The interesting thing about this comic is that it doesn't work on formula. It has yielded many successes and failures throughout its run, but it rarely repeats them as it constantly strives to work at being something new. It is going to be interesting to go back and read this run upon completion and feel the varied tone employed, much like Shakespeare himself defied definition.

We are right in the middle of a war between Hamlet and Richard the III's men. The prize is the life of their creator and god, William Shakespeare, yet this issue is very light-hearted in tone. It grabs your attention purely because it's something different and yet it keeps with everything that has come before. We have seen skirmishes and tiny battles; We know what these characters face in the lead up to the finale is grim war and certain death for some. It's nice to get last issue which gave us two characters and love, and this issue brings us more brotherhood.

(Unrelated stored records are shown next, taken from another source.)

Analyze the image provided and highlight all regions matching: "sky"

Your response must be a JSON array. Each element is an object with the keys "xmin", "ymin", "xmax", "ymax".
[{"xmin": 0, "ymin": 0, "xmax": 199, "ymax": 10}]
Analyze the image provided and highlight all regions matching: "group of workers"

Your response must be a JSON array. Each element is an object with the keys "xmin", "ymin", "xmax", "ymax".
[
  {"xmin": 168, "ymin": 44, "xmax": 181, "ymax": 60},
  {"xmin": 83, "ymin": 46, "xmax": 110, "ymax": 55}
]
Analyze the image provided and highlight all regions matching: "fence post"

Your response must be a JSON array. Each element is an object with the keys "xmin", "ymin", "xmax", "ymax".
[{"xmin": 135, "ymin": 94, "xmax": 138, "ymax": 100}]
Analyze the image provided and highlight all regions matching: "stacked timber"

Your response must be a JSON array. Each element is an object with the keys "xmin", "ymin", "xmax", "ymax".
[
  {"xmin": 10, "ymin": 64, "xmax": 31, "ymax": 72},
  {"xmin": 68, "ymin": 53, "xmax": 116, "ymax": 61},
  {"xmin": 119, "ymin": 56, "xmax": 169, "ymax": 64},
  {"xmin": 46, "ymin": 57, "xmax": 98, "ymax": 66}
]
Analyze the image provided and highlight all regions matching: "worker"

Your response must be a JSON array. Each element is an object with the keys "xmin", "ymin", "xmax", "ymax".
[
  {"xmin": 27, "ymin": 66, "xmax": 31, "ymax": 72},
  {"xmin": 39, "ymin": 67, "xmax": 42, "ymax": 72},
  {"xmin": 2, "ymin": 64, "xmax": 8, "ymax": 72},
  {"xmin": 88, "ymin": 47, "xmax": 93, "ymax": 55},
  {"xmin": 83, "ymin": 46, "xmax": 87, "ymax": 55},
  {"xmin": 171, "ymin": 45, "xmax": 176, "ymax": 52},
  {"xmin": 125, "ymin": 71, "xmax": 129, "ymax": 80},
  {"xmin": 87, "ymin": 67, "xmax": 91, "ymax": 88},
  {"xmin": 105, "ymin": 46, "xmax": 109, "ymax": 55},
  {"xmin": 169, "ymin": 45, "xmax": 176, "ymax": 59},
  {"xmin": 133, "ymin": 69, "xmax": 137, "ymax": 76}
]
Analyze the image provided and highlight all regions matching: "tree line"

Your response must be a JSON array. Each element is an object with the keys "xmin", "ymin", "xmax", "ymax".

I have previously discussed my problems with the use of Othello in this comic. He isn't acting or feeling like the Othello I want, and this comic reveals why. We get a deep and inquisitive look into the powerful Moor and it raises some complex existential questions. High school students would do well to have pen in hand because they might get some explanations here that they just didn't understand when their teacher broached the subject. There is thought put into these characters and why they are doing what they're doing.

This series has a glut of characters at their immediate disposal, and each character can be mildly tweaked or extended to suit the purposes needed. This is a helpful tool, but also a burden. Continuity and interactivity were always going to be studied hard, so they have to earn their use of anything. The intellect of this comic shines through by watching how and when characters are employed. They aren't thrown in together without thought, this is a defined and considered recipe slowly pieced together for maximum impact. The final page reveal is both shocking but also a great set up for things to come.

Andy Belanger only gets stronger as the series continues. In this issue, he shows a dramatic fight scene that also doubles as a literature lesson and works well as visuals for it. Later on, he puts together a very romantic montage that was reminiscent of a similar scene in Brandon and Klein's "Viking" but this one ends with what must be considered the kiss of the year, if there were an Eisner in such a category.

"Kill Shakespeare" is a smart comic that knows how to be fun, and vice versa. Here we get plenty of preparation for the coming troubles but our characters are given a last moment to breathe and enjoy the company of one another. It would be even sweeter if we didn't know that Shakespeare is inherently a tragic writer and so this will all come tumbling down, and it will be glorious as it happens, of that I am sure.